L'action de formation en situation de travail est une modalité d'action de formation reconnue par la loi Avenir professionnel de 2018 (article L6313-2 du Code du travail). Elle repose sur l'analyse de l'activité de travail réel pour en faire émerger des apprentissages, formalisés par des phases réflexives distinctes de la production.
+Une AFEST doit-elle être déclarée comme une formation classique ?
Oui. Une AFEST reste une action de formation au sens juridique : elle doit apparaître dans le programme, faire l'objet d'une convention ou d'un accord de formation, être tracée par des preuves de réalisation, et entrer dans le champ de la certification Qualiopi de l'organisme qui la conçoit ou l'accompagne.
+Qui peut mettre en œuvre une AFEST ?
L'entreprise elle-même, un organisme de formation qui l'accompagne dans l'ingénierie, ou les deux conjointement.

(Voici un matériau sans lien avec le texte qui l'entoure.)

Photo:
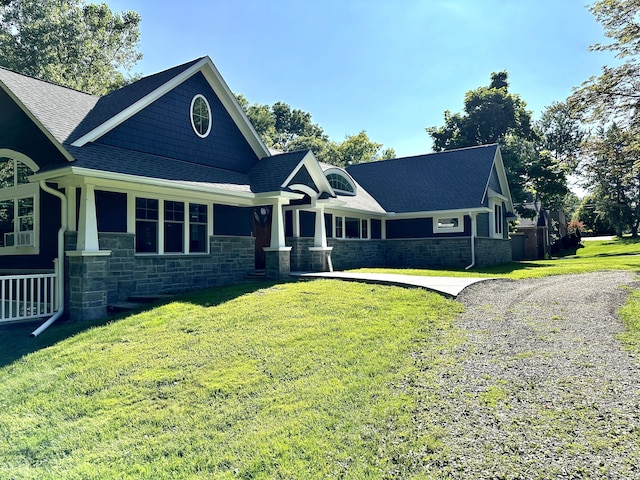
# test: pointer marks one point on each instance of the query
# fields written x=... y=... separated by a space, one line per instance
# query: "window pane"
x=173 y=237
x=198 y=238
x=146 y=236
x=6 y=222
x=146 y=209
x=352 y=227
x=6 y=172
x=197 y=213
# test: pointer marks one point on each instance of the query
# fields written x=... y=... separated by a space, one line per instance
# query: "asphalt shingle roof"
x=58 y=109
x=128 y=162
x=451 y=180
x=270 y=173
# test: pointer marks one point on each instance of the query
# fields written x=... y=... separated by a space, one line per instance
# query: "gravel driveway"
x=542 y=387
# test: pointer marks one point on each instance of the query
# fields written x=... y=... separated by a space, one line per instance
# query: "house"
x=164 y=186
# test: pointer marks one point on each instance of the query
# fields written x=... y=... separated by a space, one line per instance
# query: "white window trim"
x=193 y=125
x=131 y=225
x=30 y=190
x=459 y=229
x=344 y=227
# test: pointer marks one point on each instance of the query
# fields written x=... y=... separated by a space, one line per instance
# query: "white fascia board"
x=502 y=176
x=38 y=124
x=316 y=172
x=77 y=176
x=433 y=213
x=218 y=85
x=131 y=110
x=228 y=99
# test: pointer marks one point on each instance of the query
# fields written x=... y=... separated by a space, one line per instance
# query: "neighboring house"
x=165 y=186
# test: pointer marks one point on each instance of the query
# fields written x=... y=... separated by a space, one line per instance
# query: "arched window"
x=340 y=183
x=201 y=116
x=18 y=205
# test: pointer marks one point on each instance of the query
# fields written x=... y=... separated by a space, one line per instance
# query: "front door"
x=262 y=233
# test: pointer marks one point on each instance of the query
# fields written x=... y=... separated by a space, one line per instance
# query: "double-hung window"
x=18 y=208
x=168 y=226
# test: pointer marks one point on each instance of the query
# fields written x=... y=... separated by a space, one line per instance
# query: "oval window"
x=200 y=116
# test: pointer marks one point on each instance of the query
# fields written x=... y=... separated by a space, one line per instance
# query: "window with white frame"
x=18 y=208
x=172 y=227
x=351 y=227
x=201 y=119
x=497 y=215
x=448 y=224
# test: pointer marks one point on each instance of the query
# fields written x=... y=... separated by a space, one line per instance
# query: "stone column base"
x=86 y=284
x=321 y=259
x=278 y=263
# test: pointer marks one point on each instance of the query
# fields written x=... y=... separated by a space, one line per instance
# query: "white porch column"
x=88 y=222
x=277 y=226
x=320 y=238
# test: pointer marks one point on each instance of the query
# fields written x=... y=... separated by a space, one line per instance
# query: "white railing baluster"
x=27 y=296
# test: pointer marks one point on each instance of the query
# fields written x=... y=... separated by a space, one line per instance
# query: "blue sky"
x=390 y=68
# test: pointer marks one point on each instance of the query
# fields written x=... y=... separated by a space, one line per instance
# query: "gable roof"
x=112 y=104
x=450 y=180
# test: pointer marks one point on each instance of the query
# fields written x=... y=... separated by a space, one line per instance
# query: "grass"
x=304 y=380
x=297 y=380
x=617 y=254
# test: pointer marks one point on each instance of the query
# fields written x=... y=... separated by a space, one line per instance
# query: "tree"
x=561 y=133
x=287 y=129
x=494 y=115
x=614 y=95
x=69 y=42
x=490 y=114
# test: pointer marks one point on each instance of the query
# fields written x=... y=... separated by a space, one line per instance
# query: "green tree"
x=608 y=166
x=287 y=129
x=561 y=133
x=494 y=115
x=615 y=93
x=69 y=42
x=490 y=114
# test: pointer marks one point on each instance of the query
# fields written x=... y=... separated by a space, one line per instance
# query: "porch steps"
x=136 y=302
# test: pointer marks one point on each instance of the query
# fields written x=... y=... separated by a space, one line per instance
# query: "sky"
x=388 y=67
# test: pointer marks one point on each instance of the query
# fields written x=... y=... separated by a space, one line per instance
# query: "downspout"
x=473 y=241
x=60 y=259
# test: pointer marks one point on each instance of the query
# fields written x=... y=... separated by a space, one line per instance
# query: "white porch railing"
x=24 y=297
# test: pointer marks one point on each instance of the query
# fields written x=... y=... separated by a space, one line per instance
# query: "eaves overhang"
x=37 y=123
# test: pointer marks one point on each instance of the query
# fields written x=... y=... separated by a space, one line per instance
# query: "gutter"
x=59 y=267
x=473 y=241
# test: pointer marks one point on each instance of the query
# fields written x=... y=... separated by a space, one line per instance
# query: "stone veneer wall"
x=429 y=252
x=492 y=251
x=229 y=261
x=357 y=253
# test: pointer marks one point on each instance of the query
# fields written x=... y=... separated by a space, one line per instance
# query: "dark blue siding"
x=494 y=182
x=164 y=128
x=482 y=221
x=328 y=224
x=421 y=228
x=49 y=226
x=111 y=211
x=228 y=220
x=376 y=228
x=307 y=224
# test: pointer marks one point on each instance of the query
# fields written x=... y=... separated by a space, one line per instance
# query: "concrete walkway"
x=449 y=286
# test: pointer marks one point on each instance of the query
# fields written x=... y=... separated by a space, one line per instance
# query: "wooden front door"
x=262 y=233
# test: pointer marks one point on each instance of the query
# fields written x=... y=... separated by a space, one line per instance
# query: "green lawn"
x=296 y=380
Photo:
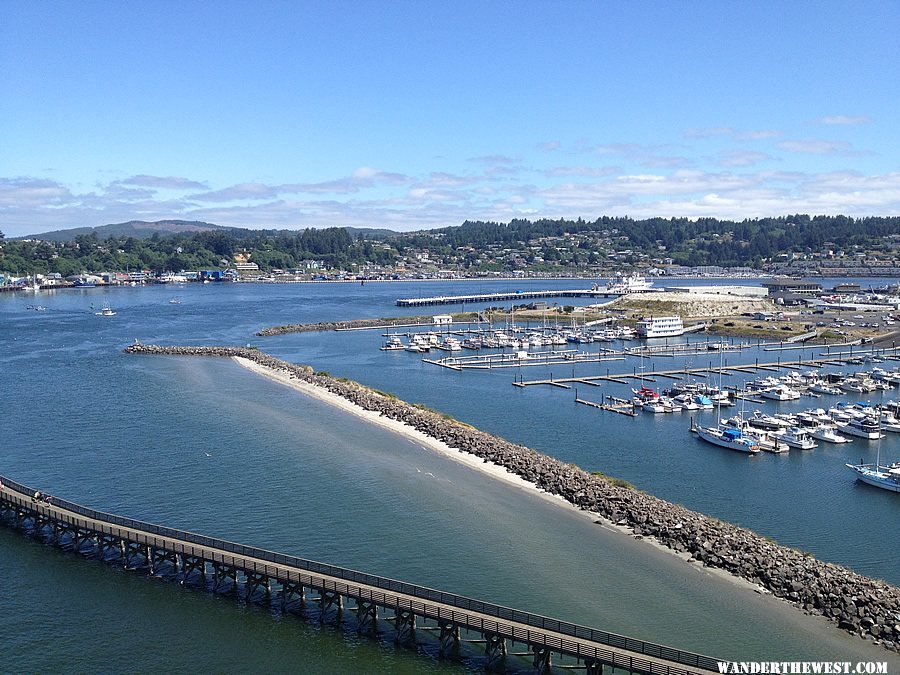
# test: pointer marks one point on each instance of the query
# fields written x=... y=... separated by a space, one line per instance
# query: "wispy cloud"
x=815 y=146
x=734 y=158
x=730 y=132
x=582 y=171
x=738 y=190
x=844 y=120
x=163 y=183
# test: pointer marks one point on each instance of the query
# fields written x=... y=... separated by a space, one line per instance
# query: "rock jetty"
x=342 y=325
x=857 y=604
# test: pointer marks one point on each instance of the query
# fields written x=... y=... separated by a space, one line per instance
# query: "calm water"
x=207 y=446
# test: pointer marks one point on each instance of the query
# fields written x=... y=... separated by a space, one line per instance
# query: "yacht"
x=780 y=392
x=727 y=438
x=767 y=422
x=885 y=477
x=633 y=283
x=795 y=437
x=863 y=427
x=828 y=434
x=106 y=311
x=660 y=326
x=765 y=442
x=393 y=344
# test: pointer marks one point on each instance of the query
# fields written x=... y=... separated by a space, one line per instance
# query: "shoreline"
x=861 y=606
x=491 y=469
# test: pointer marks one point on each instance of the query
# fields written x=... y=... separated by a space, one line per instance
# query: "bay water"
x=206 y=446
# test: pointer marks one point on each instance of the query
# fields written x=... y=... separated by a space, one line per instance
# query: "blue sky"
x=413 y=115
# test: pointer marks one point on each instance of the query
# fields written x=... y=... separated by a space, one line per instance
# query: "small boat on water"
x=393 y=344
x=762 y=421
x=885 y=477
x=795 y=437
x=827 y=433
x=730 y=438
x=863 y=427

Dans tous les cas, un formateur-accompagnateur doit être identifié pour organiser les séquences réflexives, distinctes de l'activité de production proprement dite.
+Quelle est la différence entre AFEST et simple formation sur le tas ?
La différence tient à la formalisation. La formation « sur le tas » est informelle et non tracée. L'AFEST exige une analyse préalable de l'activité, des phases réflexives explicitement organisées et distinctes du travail productif, et des preuves documentées — sans quoi elle ne peut être reconnue ni financée comme une action de formation.